All my life it's been my very greatest and most persistent ambition to see them and, as yet, I never have.

In Northern Ireland we are normally too far south to get a view of the northern lights. But one Friday afternoon last year, an alert came through that aurorae may be visible from the North Coast within the next 24 hours, weather and light pollution permitting. So I cancelled my Saturday night plans to go out and instead began to organise a trip from home in Bangor to the opposite coast.

A picnic basket was filled, a flask of coffee was made and, when darkness fell, off I went, camera at the ready, all set to be awe-inspired!

However, halfway along the motorway I got a call from my friend Marina, who lives in Coleraine. Thick cloud had descended! Visibility: virtually nil. That was the end of that then. I went home.

So next up, I tried to arrange a holiday in Norway, only to discover upon further investigation that Scandinavia is the most expensive part of Europe to visit. Once again, that was the end of that.

Would I ever get to see them? It was looking increasingly unlikely ...

Until last week, that is, when the future for my aurora ambition started to brighten considerably. Reports of sightings along the Antrim Coast again appeared in the news and on the net. CME readings were high, and even parts of England and Scotland were getting a glimpse of the heavenly sights.

Not only that, but a special astronomy TV series was on all week, presented by the delectable Brian Cox (whom I'm planning to marry, but that's another story ...) and on this they had said that the likelihood of local aurora was higher than it had been in years.

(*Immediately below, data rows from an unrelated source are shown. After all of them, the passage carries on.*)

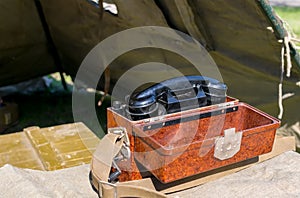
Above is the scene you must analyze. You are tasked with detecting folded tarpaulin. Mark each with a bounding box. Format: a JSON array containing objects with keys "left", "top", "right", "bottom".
[{"left": 0, "top": 151, "right": 299, "bottom": 197}]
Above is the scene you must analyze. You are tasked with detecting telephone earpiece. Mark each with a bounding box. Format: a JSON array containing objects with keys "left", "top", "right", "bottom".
[{"left": 128, "top": 76, "right": 227, "bottom": 121}]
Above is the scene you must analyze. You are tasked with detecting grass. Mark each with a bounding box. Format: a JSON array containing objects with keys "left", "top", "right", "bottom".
[
  {"left": 273, "top": 6, "right": 300, "bottom": 38},
  {"left": 3, "top": 92, "right": 74, "bottom": 133},
  {"left": 1, "top": 73, "right": 109, "bottom": 138},
  {"left": 1, "top": 74, "right": 73, "bottom": 134}
]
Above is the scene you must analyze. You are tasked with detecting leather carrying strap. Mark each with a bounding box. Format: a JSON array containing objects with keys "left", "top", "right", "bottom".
[{"left": 91, "top": 133, "right": 166, "bottom": 198}]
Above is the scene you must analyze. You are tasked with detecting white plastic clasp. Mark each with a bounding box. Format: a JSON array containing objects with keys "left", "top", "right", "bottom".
[{"left": 214, "top": 128, "right": 242, "bottom": 160}]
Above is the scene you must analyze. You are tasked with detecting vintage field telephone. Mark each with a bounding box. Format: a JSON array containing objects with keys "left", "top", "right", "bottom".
[
  {"left": 127, "top": 75, "right": 227, "bottom": 120},
  {"left": 91, "top": 74, "right": 280, "bottom": 196}
]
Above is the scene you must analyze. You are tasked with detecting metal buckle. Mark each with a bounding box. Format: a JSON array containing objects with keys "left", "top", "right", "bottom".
[
  {"left": 108, "top": 127, "right": 131, "bottom": 159},
  {"left": 108, "top": 127, "right": 130, "bottom": 147},
  {"left": 108, "top": 161, "right": 121, "bottom": 183},
  {"left": 98, "top": 180, "right": 117, "bottom": 198}
]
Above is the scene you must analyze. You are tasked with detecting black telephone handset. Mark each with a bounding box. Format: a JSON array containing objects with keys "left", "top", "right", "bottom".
[{"left": 127, "top": 76, "right": 227, "bottom": 121}]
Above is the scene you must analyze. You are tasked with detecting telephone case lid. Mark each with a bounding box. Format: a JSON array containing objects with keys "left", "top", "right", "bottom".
[{"left": 133, "top": 102, "right": 280, "bottom": 156}]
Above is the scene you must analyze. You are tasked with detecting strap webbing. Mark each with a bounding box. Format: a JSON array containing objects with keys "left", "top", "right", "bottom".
[{"left": 91, "top": 133, "right": 167, "bottom": 198}]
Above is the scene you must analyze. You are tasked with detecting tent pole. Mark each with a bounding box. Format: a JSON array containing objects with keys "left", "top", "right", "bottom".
[{"left": 34, "top": 0, "right": 69, "bottom": 91}]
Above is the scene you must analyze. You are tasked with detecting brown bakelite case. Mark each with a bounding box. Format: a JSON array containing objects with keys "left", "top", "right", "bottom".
[
  {"left": 107, "top": 106, "right": 143, "bottom": 181},
  {"left": 107, "top": 97, "right": 240, "bottom": 182},
  {"left": 133, "top": 102, "right": 280, "bottom": 183}
]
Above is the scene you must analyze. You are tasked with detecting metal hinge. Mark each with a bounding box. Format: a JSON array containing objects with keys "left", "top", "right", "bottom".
[
  {"left": 217, "top": 101, "right": 235, "bottom": 108},
  {"left": 143, "top": 115, "right": 165, "bottom": 123},
  {"left": 214, "top": 128, "right": 242, "bottom": 160}
]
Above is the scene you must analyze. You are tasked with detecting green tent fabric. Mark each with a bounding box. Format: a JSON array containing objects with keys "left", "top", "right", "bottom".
[
  {"left": 0, "top": 0, "right": 299, "bottom": 128},
  {"left": 0, "top": 0, "right": 57, "bottom": 87}
]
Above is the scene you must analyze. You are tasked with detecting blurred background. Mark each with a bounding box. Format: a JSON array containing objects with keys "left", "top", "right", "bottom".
[{"left": 0, "top": 0, "right": 299, "bottom": 144}]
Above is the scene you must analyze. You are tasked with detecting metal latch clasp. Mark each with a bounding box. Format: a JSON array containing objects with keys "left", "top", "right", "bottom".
[{"left": 214, "top": 128, "right": 242, "bottom": 160}]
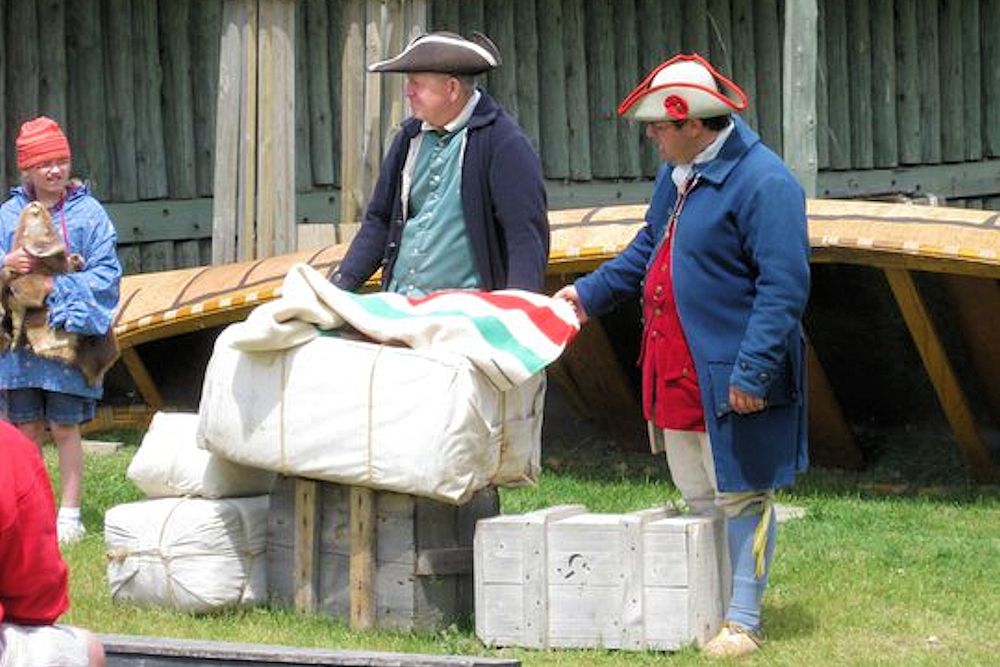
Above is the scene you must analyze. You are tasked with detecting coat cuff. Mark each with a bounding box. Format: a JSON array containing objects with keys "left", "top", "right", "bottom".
[{"left": 729, "top": 357, "right": 775, "bottom": 398}]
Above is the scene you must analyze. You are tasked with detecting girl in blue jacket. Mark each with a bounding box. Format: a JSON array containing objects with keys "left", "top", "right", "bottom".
[{"left": 1, "top": 116, "right": 121, "bottom": 545}]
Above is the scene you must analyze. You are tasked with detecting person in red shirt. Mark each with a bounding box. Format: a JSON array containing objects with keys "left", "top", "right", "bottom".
[{"left": 0, "top": 419, "right": 105, "bottom": 666}]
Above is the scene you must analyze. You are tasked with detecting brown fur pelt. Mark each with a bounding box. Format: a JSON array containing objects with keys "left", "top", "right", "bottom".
[{"left": 0, "top": 201, "right": 119, "bottom": 387}]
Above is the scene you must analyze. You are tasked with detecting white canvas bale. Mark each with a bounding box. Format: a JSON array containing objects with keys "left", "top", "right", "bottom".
[
  {"left": 126, "top": 411, "right": 275, "bottom": 499},
  {"left": 475, "top": 505, "right": 724, "bottom": 651},
  {"left": 197, "top": 327, "right": 544, "bottom": 504},
  {"left": 105, "top": 496, "right": 269, "bottom": 613}
]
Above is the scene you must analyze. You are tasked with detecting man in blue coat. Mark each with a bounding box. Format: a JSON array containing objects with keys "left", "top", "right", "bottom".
[
  {"left": 557, "top": 54, "right": 810, "bottom": 658},
  {"left": 330, "top": 31, "right": 549, "bottom": 295}
]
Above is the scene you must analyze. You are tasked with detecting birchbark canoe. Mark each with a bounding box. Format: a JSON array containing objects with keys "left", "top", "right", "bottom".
[{"left": 97, "top": 199, "right": 1000, "bottom": 481}]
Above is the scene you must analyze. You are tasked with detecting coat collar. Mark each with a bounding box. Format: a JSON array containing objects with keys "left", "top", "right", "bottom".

They even had a private plane which was going up during every episode to try and seek out the northern lights.

So last Wednesday evening after tea I sat myself down in front of the telly to watch Stargazer Live on BBC2, hoping that finally I might get to see the spectacle I've dreamed of for 50 years, even if it was through the medium of live television.

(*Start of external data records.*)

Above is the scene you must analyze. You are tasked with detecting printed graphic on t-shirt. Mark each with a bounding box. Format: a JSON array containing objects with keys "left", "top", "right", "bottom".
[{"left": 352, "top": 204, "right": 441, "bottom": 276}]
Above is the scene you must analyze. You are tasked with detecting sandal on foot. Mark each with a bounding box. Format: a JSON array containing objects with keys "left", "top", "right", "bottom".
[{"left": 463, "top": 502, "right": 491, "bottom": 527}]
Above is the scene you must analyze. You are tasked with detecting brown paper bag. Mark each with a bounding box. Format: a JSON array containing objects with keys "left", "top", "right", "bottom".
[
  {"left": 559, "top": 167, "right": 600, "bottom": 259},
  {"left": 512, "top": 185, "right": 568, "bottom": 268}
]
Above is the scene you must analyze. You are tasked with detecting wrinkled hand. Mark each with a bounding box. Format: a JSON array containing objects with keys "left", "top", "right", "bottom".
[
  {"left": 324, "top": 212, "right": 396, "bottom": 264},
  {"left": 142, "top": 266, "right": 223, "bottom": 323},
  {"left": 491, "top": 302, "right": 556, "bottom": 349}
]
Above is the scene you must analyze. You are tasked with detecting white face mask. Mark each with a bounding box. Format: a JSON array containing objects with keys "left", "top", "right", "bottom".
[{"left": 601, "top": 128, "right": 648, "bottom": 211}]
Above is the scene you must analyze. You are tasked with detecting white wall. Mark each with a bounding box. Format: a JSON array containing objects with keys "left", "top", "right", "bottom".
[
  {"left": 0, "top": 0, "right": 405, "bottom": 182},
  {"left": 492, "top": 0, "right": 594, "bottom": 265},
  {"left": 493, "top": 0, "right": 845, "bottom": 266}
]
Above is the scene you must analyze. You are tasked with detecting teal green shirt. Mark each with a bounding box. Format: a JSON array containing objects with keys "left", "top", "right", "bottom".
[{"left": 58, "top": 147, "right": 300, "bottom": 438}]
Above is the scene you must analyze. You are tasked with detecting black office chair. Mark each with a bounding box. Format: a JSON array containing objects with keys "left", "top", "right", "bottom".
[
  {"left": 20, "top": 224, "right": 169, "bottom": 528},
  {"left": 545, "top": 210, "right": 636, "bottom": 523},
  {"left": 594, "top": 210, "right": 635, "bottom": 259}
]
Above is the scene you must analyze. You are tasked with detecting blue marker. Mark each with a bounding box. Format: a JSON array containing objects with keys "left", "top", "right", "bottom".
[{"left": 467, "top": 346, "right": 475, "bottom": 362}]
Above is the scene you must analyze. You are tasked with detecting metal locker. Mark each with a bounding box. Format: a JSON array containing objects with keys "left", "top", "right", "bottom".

Lo and behold, they just happened to be in the right place at the right time and the celestial spectacle flashed in front of them in all its glory.

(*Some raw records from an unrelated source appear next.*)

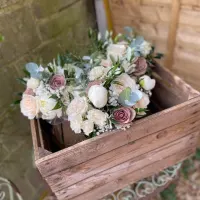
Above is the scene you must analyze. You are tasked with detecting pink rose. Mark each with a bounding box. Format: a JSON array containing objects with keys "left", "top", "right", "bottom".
[
  {"left": 86, "top": 80, "right": 102, "bottom": 94},
  {"left": 113, "top": 107, "right": 136, "bottom": 124},
  {"left": 24, "top": 88, "right": 35, "bottom": 96},
  {"left": 49, "top": 74, "right": 65, "bottom": 90},
  {"left": 133, "top": 57, "right": 147, "bottom": 76}
]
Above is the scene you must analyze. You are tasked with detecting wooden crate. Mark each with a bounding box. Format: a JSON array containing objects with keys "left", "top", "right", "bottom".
[{"left": 31, "top": 63, "right": 200, "bottom": 200}]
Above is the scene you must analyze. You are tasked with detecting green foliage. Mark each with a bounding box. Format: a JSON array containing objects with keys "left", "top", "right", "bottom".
[
  {"left": 16, "top": 78, "right": 27, "bottom": 85},
  {"left": 160, "top": 184, "right": 177, "bottom": 200},
  {"left": 194, "top": 148, "right": 200, "bottom": 160},
  {"left": 181, "top": 159, "right": 194, "bottom": 179},
  {"left": 11, "top": 99, "right": 21, "bottom": 107},
  {"left": 0, "top": 34, "right": 4, "bottom": 42},
  {"left": 52, "top": 101, "right": 62, "bottom": 110},
  {"left": 103, "top": 61, "right": 124, "bottom": 89}
]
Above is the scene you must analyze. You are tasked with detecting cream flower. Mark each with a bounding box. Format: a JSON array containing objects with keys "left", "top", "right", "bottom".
[
  {"left": 122, "top": 60, "right": 136, "bottom": 74},
  {"left": 87, "top": 109, "right": 108, "bottom": 128},
  {"left": 140, "top": 41, "right": 152, "bottom": 57},
  {"left": 39, "top": 95, "right": 62, "bottom": 120},
  {"left": 110, "top": 73, "right": 137, "bottom": 96},
  {"left": 67, "top": 97, "right": 88, "bottom": 117},
  {"left": 107, "top": 44, "right": 126, "bottom": 61},
  {"left": 69, "top": 114, "right": 83, "bottom": 134},
  {"left": 88, "top": 85, "right": 108, "bottom": 108},
  {"left": 20, "top": 94, "right": 39, "bottom": 119},
  {"left": 100, "top": 59, "right": 112, "bottom": 67},
  {"left": 139, "top": 75, "right": 156, "bottom": 91},
  {"left": 27, "top": 78, "right": 40, "bottom": 89},
  {"left": 81, "top": 120, "right": 94, "bottom": 136},
  {"left": 135, "top": 93, "right": 150, "bottom": 109},
  {"left": 88, "top": 66, "right": 109, "bottom": 81}
]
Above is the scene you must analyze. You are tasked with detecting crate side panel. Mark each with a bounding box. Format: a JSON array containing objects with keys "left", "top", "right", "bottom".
[
  {"left": 152, "top": 62, "right": 200, "bottom": 108},
  {"left": 46, "top": 116, "right": 200, "bottom": 192},
  {"left": 55, "top": 132, "right": 198, "bottom": 200},
  {"left": 36, "top": 96, "right": 200, "bottom": 177},
  {"left": 72, "top": 147, "right": 194, "bottom": 200}
]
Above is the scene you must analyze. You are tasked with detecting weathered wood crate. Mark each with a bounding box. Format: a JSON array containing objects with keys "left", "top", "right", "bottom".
[{"left": 31, "top": 63, "right": 200, "bottom": 200}]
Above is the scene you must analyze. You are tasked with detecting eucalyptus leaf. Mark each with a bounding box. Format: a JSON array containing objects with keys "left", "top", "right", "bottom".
[
  {"left": 135, "top": 36, "right": 144, "bottom": 45},
  {"left": 118, "top": 88, "right": 143, "bottom": 107},
  {"left": 57, "top": 54, "right": 61, "bottom": 66},
  {"left": 25, "top": 62, "right": 42, "bottom": 79}
]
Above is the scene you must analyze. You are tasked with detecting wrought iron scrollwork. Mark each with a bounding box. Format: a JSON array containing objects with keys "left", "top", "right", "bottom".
[{"left": 102, "top": 163, "right": 182, "bottom": 200}]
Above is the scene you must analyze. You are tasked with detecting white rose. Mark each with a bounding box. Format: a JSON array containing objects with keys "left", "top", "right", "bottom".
[
  {"left": 87, "top": 109, "right": 108, "bottom": 128},
  {"left": 110, "top": 73, "right": 137, "bottom": 96},
  {"left": 140, "top": 41, "right": 152, "bottom": 57},
  {"left": 107, "top": 44, "right": 126, "bottom": 61},
  {"left": 135, "top": 93, "right": 150, "bottom": 109},
  {"left": 67, "top": 97, "right": 88, "bottom": 117},
  {"left": 139, "top": 75, "right": 156, "bottom": 91},
  {"left": 88, "top": 85, "right": 108, "bottom": 108},
  {"left": 39, "top": 95, "right": 62, "bottom": 120},
  {"left": 27, "top": 78, "right": 40, "bottom": 89},
  {"left": 20, "top": 94, "right": 39, "bottom": 119},
  {"left": 69, "top": 114, "right": 83, "bottom": 134},
  {"left": 81, "top": 120, "right": 94, "bottom": 136},
  {"left": 89, "top": 66, "right": 109, "bottom": 81}
]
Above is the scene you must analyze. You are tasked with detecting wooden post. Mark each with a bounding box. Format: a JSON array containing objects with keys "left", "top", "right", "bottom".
[{"left": 165, "top": 0, "right": 181, "bottom": 69}]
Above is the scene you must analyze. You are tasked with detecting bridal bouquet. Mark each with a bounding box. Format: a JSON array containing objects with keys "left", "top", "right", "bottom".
[{"left": 17, "top": 27, "right": 162, "bottom": 137}]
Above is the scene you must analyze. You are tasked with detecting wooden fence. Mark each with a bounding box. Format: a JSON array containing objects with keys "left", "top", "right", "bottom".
[{"left": 108, "top": 0, "right": 200, "bottom": 90}]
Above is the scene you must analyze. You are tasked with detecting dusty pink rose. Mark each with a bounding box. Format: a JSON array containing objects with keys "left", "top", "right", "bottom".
[
  {"left": 24, "top": 88, "right": 35, "bottom": 96},
  {"left": 86, "top": 80, "right": 102, "bottom": 94},
  {"left": 49, "top": 74, "right": 65, "bottom": 90},
  {"left": 113, "top": 107, "right": 136, "bottom": 124},
  {"left": 133, "top": 57, "right": 148, "bottom": 76}
]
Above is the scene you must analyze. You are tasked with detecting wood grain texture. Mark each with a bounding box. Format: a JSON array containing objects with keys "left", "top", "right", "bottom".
[
  {"left": 152, "top": 62, "right": 200, "bottom": 109},
  {"left": 55, "top": 132, "right": 198, "bottom": 200},
  {"left": 72, "top": 148, "right": 194, "bottom": 200},
  {"left": 46, "top": 116, "right": 200, "bottom": 192},
  {"left": 30, "top": 120, "right": 40, "bottom": 161},
  {"left": 165, "top": 0, "right": 181, "bottom": 69},
  {"left": 36, "top": 95, "right": 200, "bottom": 177}
]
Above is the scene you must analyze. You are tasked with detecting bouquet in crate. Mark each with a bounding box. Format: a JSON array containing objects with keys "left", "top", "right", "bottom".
[{"left": 17, "top": 27, "right": 163, "bottom": 137}]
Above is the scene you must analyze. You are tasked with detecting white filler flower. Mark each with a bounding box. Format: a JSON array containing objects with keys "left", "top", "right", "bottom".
[
  {"left": 88, "top": 66, "right": 109, "bottom": 81},
  {"left": 87, "top": 109, "right": 108, "bottom": 128},
  {"left": 88, "top": 85, "right": 108, "bottom": 108},
  {"left": 27, "top": 78, "right": 40, "bottom": 89},
  {"left": 139, "top": 75, "right": 156, "bottom": 91}
]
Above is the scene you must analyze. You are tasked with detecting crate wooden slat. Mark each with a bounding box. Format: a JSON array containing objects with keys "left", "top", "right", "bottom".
[{"left": 31, "top": 63, "right": 200, "bottom": 200}]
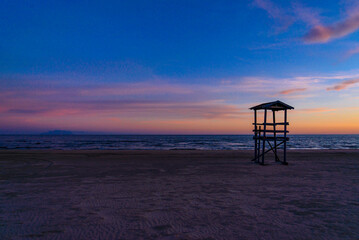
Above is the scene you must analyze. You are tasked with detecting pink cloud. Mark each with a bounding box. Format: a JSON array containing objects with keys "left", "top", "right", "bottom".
[
  {"left": 0, "top": 91, "right": 246, "bottom": 120},
  {"left": 327, "top": 79, "right": 359, "bottom": 91},
  {"left": 303, "top": 13, "right": 359, "bottom": 43},
  {"left": 279, "top": 88, "right": 307, "bottom": 95},
  {"left": 253, "top": 1, "right": 359, "bottom": 44}
]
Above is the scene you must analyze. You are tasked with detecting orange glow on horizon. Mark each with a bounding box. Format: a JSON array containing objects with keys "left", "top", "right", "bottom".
[{"left": 2, "top": 108, "right": 359, "bottom": 134}]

It was amazing to see ... even if it was only through the medium of live TV.

I was so envious of the camera crew, the pilot, and the presenter. If only I'd been there too ...

An hour later, as I switched off the TV and turned back to Facebook to check for updates, I noticed an amazing picture had just been posted by my friend Colin, an amateur photographer who lives just a few hundred yards from my house in Bangor.

It was the familiar view I see every day from my own bedroom window -- Ballyholme Bay -- but it was lit up with the iridescent greens and turquoises of a vivid Aurora Borealis. The caption under it read: "OMG Incredible sight tonight! The Northern Lights over Bangor, right in front of my house!"

It transpired that while I was inside my living room, with the curtains shut, watching Stargazer live on TV ... at that very same time ... at that very same place ... the sky outside my house, for one brief and beautiful moment, for once in a lifetime, was awash with colour.

And I missed it. Because I was watching it on telly. Thank you, Aurora, Roman goddess of dawn. Thank you very much indeed.